L’histoire du baladeur restera le symbole le plus marquant. Celui de ma vie d’adolescent vécue à travers le prisme des agressions qui chaque jour m’obsédaient. Il m’a fallu deux mois de recherches sur les sites d’occasion pour retrouver d’un côté le baladeur et d’un autre le casque. J’ai retrouvé le modèle exact de l’appareil qui avait été subtilisé puis détruit par mon agresseur. À la lecture du récit, le photographe brestois Mathieu le Gall a su retranscrire à la perfection l’image du baladeur démoli, à jamais gravée dans mon esprit. Merci mec !
Je crois que je vais mieux.
Nicolas Puluhen
ASSOCIATIONS DE RÉFÉRENCE
Association Colosse aux pieds d’argile
Association Mémoire Traumatique et Victimologie
Préface de Mon P’tit Loup
« Mon p’tit loup »
Ou…. « Lutter pour vivre » ….
Ces titre et sous-titre illustrent un seul et même combat, celui de la survie. Echapper du désespoir par tous les moyens.
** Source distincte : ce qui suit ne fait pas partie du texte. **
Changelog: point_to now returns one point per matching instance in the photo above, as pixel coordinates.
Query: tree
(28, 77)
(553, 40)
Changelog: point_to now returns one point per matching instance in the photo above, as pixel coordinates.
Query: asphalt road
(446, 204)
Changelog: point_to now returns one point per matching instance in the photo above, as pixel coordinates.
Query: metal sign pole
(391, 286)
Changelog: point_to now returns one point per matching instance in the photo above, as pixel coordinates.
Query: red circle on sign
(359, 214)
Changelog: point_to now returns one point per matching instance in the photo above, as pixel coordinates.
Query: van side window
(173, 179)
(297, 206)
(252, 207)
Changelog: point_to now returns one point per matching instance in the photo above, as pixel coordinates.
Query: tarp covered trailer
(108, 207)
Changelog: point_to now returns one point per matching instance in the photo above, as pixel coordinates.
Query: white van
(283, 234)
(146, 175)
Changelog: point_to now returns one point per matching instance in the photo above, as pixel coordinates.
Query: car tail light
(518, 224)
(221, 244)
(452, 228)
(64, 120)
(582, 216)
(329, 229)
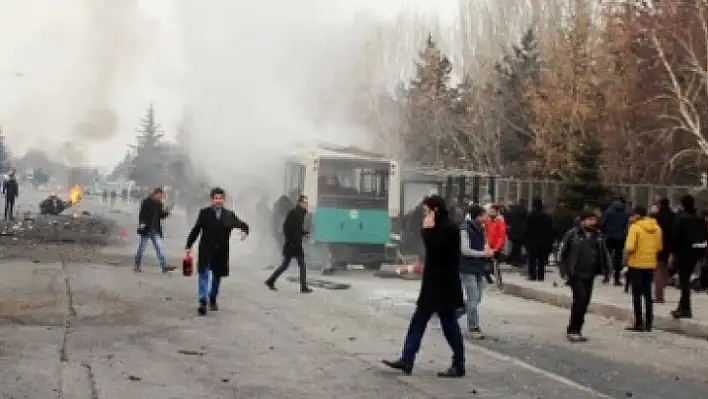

Ces terribles récits hyper-réalistes que nous offre ici Nicolas Puluhen, eussent pû me servir de modèle durant les trois années que nécessitèrent l’écriture du « P’tit loup ». Parvenir à mettre un terme, même s’il n’est pas « définitif », à un « Niagara de larmes ». Par n’importe quel moyen. Tel était mon but. On m’a posé cent fois la question depuis la naissance de ma chanson : « qu’est-il arrivé EXACTEMENT » à « mon p’tit loup » ? Eh bien, les récits glaçants illustrent grandement dans ce livre ce que j’ai voulu taire dans ma chanson. J’ai préféré laisser à tous les « P’tit loups » de la terre le choix de s’attribuer ces couplets que j’ai souvent qualifiés au final de « chanson de grande consolation ». Toute la « misère humaine », n’est-elle pas évoquée dans cet ouvrage ? Toutes les hypocrisies tous les mensonges que l’on peut attribuer à l’éducation, aux religions, ne résonnent-elles pas ici en un écho assourdissant ?…
Cet ouvrage offre un champ d’investigation coloré de tant de tristes couleurs, qu’hélas, nombre de « P’tits loups » s’y reconnaîtront à coups sûr. Grand merci Nicolas, d’en avoir livré les douloureuses vérités trop rarement révélées. La concision de l’écriture n’en souligne que davantage le cruel réalisme. Chaleureux et sincère merci cher Nicolas pour ces nécessaires et salutaires récits.